Creator of Abdullah X: The same thing desperately hoping happens to a lot of young people around the world who are at the moment typing strange things into Google search engine like 'how to go to Syria for jihad.' What happened to me was I saw through the motives, the legitimacy of the authority of the leaders of these groups. I saw that they were willing to send other people children off to death while they sit comfortably and survey these things from the rear. Secondly, was that I had to offset some of the vitriolic rhetoric, the hate and the anger that literalism and Islamism often espouses by finally coming to terms what does Islam say about things like the treatment of non-Muslims and Muslims. What does Islam say about my relationship as a British Muslim living in a secular country that is run by democracy. What rights do I have. What obligations do I have. Is it really as simple as saying there is no manmade law that I can accept unless we impose God's law physically and potentially violently we can never rest. Is it all as simple as this narrative. And obviously after 1400 years of development, it's not that simple. And the last thing that happened as a result of that journey of critical questioning was that I finally managed to come to turn with my own sense of identity, my own sense of belonging, my own sense of loyalty and duty. What I didn't believe in any more was just this narrative and what this narrative was making people do.
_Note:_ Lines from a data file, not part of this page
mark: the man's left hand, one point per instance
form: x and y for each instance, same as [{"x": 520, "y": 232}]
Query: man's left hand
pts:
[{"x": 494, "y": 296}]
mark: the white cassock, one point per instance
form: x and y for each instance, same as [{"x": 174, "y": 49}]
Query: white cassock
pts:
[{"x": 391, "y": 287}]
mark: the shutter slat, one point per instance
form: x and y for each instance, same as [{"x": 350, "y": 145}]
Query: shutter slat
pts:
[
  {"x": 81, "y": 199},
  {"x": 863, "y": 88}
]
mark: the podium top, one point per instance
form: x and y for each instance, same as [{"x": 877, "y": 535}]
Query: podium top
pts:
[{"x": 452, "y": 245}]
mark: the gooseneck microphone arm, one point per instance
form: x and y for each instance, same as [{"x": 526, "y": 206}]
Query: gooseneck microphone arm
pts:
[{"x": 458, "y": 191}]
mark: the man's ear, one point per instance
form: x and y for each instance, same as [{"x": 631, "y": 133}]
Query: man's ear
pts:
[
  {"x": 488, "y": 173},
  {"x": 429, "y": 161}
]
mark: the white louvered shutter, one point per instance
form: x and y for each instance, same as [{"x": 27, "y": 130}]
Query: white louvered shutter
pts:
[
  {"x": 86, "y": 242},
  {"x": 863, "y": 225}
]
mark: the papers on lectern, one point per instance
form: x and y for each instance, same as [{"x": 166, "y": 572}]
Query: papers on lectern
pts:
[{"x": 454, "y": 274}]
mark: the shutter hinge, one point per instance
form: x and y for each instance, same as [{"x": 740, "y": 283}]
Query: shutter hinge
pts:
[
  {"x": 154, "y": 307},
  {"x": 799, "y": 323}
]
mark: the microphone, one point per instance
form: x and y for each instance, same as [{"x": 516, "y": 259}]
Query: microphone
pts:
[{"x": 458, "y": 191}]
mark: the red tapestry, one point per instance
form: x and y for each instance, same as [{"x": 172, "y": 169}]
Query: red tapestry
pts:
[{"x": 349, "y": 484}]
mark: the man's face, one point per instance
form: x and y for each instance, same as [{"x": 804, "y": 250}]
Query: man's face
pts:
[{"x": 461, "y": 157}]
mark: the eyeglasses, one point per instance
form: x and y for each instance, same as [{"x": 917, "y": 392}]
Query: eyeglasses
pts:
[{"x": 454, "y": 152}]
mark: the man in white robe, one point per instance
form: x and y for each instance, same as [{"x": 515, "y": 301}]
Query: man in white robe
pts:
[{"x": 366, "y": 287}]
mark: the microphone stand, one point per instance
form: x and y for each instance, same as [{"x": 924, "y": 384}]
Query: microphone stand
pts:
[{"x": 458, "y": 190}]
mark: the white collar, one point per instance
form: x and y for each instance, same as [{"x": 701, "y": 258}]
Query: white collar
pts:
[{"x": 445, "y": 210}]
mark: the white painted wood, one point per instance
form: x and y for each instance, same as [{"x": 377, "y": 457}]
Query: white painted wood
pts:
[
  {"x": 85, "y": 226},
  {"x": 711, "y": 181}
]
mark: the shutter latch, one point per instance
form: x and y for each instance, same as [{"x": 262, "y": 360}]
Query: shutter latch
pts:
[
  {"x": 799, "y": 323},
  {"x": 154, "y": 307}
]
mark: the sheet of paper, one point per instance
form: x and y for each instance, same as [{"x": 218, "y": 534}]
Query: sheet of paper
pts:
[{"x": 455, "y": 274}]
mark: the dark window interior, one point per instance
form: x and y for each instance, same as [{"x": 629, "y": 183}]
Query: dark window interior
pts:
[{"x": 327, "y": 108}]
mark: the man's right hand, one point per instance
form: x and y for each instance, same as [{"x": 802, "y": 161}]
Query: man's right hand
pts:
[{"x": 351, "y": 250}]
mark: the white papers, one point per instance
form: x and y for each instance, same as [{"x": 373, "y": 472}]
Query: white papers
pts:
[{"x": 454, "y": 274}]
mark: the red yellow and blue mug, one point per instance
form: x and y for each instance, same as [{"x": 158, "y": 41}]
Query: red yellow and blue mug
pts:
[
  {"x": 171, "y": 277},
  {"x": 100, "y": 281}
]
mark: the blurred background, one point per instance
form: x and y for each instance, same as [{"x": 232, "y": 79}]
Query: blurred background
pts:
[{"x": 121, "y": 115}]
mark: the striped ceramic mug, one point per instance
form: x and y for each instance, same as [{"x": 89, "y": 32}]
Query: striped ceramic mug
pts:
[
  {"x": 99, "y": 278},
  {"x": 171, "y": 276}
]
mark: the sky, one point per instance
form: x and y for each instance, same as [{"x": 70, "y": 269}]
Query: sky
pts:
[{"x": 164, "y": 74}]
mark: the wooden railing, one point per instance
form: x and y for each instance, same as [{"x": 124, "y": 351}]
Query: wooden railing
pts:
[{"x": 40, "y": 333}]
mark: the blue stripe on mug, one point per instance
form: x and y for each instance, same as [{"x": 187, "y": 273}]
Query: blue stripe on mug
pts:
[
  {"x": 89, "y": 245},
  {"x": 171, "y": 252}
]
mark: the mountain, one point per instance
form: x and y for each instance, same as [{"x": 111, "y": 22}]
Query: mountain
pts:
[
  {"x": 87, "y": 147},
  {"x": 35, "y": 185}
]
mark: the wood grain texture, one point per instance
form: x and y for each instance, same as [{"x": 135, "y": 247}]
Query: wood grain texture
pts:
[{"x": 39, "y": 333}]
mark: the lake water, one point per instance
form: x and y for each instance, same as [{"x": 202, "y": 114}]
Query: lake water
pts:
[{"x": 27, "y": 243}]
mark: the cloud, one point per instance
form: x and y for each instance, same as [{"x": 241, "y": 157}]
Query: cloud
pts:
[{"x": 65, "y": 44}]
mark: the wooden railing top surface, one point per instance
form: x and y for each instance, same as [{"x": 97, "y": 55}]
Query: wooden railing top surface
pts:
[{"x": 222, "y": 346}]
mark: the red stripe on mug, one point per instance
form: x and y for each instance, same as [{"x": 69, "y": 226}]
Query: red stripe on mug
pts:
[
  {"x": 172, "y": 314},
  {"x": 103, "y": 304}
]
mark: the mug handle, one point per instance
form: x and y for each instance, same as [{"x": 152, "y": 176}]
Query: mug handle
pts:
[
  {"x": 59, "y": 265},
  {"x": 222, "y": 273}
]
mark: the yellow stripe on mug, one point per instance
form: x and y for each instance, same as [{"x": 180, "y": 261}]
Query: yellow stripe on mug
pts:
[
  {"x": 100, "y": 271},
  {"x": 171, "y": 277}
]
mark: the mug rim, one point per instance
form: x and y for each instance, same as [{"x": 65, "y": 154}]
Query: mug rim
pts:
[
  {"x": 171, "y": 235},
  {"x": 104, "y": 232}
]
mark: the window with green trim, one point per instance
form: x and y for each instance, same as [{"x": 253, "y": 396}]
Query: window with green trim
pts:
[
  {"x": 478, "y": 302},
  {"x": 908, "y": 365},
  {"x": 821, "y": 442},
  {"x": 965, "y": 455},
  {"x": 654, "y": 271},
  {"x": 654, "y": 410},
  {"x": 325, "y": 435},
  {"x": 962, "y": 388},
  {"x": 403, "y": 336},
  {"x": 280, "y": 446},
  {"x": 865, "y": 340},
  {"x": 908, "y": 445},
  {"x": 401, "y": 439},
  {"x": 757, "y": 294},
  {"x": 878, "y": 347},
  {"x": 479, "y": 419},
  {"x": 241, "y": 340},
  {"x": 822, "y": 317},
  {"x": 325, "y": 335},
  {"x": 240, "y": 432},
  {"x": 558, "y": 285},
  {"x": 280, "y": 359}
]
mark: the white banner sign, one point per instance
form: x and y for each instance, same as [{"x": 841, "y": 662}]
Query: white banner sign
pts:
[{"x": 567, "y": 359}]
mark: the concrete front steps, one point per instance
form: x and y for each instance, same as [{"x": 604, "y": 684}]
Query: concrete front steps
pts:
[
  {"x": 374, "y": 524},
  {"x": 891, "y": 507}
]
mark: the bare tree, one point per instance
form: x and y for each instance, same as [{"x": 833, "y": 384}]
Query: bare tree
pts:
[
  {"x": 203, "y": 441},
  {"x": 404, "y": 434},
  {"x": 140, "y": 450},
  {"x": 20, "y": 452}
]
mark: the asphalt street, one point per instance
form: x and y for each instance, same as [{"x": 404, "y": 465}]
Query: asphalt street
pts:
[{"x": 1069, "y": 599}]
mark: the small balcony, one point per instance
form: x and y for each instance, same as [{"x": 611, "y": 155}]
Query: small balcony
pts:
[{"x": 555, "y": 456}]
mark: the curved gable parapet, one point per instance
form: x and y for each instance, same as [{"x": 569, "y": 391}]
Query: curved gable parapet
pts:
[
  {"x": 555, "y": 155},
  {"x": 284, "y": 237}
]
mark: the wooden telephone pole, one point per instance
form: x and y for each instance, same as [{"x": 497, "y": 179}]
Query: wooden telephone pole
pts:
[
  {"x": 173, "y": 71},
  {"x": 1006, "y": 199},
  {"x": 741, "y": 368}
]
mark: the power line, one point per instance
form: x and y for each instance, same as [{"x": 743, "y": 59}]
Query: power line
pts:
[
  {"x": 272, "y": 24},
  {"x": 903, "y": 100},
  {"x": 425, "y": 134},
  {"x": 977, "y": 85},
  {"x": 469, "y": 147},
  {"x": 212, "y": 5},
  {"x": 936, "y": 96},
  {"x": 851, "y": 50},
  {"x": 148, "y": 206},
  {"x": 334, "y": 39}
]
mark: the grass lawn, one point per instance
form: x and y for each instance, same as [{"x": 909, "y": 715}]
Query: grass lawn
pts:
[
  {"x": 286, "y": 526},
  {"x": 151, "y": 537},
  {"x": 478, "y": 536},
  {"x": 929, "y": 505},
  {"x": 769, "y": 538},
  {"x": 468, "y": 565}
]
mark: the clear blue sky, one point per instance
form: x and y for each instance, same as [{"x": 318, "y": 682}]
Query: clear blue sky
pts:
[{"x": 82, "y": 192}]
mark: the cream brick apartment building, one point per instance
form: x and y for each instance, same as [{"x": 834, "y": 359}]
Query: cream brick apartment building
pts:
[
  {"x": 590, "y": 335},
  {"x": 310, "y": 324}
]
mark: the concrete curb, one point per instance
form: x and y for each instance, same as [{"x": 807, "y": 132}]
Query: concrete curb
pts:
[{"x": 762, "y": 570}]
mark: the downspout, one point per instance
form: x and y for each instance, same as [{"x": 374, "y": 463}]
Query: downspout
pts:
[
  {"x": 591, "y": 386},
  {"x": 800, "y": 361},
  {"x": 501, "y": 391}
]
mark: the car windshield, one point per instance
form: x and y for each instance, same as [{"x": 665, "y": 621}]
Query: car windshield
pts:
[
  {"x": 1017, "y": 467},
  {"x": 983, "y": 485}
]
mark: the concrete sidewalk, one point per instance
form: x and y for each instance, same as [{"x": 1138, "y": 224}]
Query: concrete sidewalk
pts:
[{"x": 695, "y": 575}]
BOB: Unlike, let's say, Catholicism, where the Pope represents a central authority, there is no central theological authority in Islam. Is there any way for a third party to fill that yawning gap of authoritative interpretation to undermine these perversions of Islamic law at the source?
Creator of Abdullah X: For many years now, there have been amazing efforts by mainstream Muslim organizations, individuals, imams and clerics, to make sure that Muslim communities themselves are resilient, they understand what Islam's core message is, and they understand how to live in non-Muslim societies, for example. The biggest problem we have when we talk about who speaks for Islam, it is often Western media's almost now Islamophobic diatribe that does not highlight the grassroots efforts of mainstream, law-abiding Muslim communities and those in authority over them. It doesn't highlight that work. And even in the United States there are incredible efforts at the community level always going on. It's just that for some reason we like to show the monsters. And that's why Abdullah X was born.
BOB: I must ask. Are you funded directly or indirectly with I don't know MI6 or any UK agency?
Creator of Abdullah X: Abdullah X is a self-funded project of myself and a few like-minded people. I'd like it to remain that way. Abdullah X is a brother, Bob, who's just had some interesting experiences and what he's trying to do is he wants to show people that listen -- whether you're a US solider or whether you're out there in Racca somewhere or on the border between Syria and Iraq. You know, you need to think twice sometime about your motives. What your intentions are. And who you really think you're doing this for. Abdullah X is a citizen of the world. God willing, he's not trying to toe any particular line. He's saying that at the end of the day, if a Muslim believes that a Muslim's life is governed by sanctity then the prophetic position is also that a non-Muslims is governed by the same sanctity as well.
BOB: Ahmed, thank you very much.
Creator of Abdullah X: Thank you very much, Bob.
BOB: Ahmed -- whose actual name is something else -- is the creator of Abdullah X an anti-extremist cartoon series. We will link to it on our website.